Japanese Nuclear Plant Officials Apologize Over Radioactivity Scare
Inaccurate reading shows levels 10 million times higher than normal.
March 27, 2011— -- Japanese officials have apologized after an inaccurate reading of a massive increase in radioactivity at the Fukushima Dai-ichi today caused a panic that led to workers to flee the facility.
The inaccurate reading at Unit 2 showed levels 10 million times higher than normal in the reactor's cooling system. Such a massive spike led the workers taking the measurements to immediately leave the plant before taking a second measurement.
If exposed to such high levels workers would die within four of five hours, according to Professor Edward Morse of the University of California, Berkeley.
The inaccurate reading was confirmed as a mistake Sunday night by operators at the plant.
"The number is not credible," said Tokyo Electric Power Company (TEPCO) spokesman Takashi Kurita. "We are very sorry."
Kurita said that officials are taking another sample to find out the current accurate levels. He said that he is unsure when the new readings will be available.
Officials have also confirmed that radioactive water has now been found in all four of the stricken reactors at the Fukushima Dai-ichi plant. The most recent airborne radiation levels in Unit 2 have measured 1,000 millisieverts per hour, according to Kurita.
Government spokesman Yukio Edano has said that the radiation is "almost certainly" seeping from a cracked reactor core in one of the units, while he insisted on Sunday that the situation at the plant has stabilized.
"We have somewhat prevented the situation from turning worse. But the prospects are not improving in a straight line and we've expected twists and turns.

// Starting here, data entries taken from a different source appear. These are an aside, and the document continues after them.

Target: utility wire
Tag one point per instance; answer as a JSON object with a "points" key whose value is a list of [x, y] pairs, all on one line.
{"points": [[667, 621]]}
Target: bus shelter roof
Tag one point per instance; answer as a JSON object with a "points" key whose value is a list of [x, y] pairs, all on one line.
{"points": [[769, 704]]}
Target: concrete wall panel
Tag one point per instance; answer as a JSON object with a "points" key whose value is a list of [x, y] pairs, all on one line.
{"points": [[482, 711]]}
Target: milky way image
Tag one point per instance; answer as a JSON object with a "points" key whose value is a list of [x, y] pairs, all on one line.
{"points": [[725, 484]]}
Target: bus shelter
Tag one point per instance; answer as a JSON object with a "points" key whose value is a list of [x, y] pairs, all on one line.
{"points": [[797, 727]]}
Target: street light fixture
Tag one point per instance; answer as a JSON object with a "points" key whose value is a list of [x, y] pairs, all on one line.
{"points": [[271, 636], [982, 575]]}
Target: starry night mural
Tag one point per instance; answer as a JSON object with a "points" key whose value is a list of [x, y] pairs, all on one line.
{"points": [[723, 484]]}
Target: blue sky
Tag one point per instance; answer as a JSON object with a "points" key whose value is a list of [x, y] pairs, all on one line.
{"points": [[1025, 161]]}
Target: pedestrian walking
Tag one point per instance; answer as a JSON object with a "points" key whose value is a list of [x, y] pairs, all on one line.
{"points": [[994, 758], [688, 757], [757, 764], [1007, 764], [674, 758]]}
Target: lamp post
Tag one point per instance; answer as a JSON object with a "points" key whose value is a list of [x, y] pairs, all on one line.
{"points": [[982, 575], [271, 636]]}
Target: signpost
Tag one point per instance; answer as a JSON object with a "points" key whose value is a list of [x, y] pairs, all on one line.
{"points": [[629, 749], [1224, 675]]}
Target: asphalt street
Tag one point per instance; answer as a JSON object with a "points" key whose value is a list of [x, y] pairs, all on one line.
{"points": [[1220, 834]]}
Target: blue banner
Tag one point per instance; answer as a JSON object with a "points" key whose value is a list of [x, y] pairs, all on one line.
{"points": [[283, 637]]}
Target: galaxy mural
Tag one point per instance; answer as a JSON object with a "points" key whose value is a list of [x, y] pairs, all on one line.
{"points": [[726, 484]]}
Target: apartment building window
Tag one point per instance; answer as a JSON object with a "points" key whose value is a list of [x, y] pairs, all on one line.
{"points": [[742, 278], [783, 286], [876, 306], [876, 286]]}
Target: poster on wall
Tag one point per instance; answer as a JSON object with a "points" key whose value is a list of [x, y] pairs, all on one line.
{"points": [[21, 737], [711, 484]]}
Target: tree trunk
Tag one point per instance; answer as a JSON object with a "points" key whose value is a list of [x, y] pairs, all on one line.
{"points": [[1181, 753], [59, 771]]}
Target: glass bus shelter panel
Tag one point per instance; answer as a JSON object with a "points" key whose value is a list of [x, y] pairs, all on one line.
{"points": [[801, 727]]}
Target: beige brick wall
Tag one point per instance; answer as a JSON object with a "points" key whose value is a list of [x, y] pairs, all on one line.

The contaminated water is one of them and we'll continue to repair the damage," Edano said.
Still, a grim and lengthy outlook for the country's ongoing nuclear situation is being acknowledged.
"We cannot say at this time how many months or years it will take," TEPCO Vice President Sakae Muto said on Sunday.Michio Kaku, a Japanese-American physicist told ABC News that the amount of the impairment is still unclear.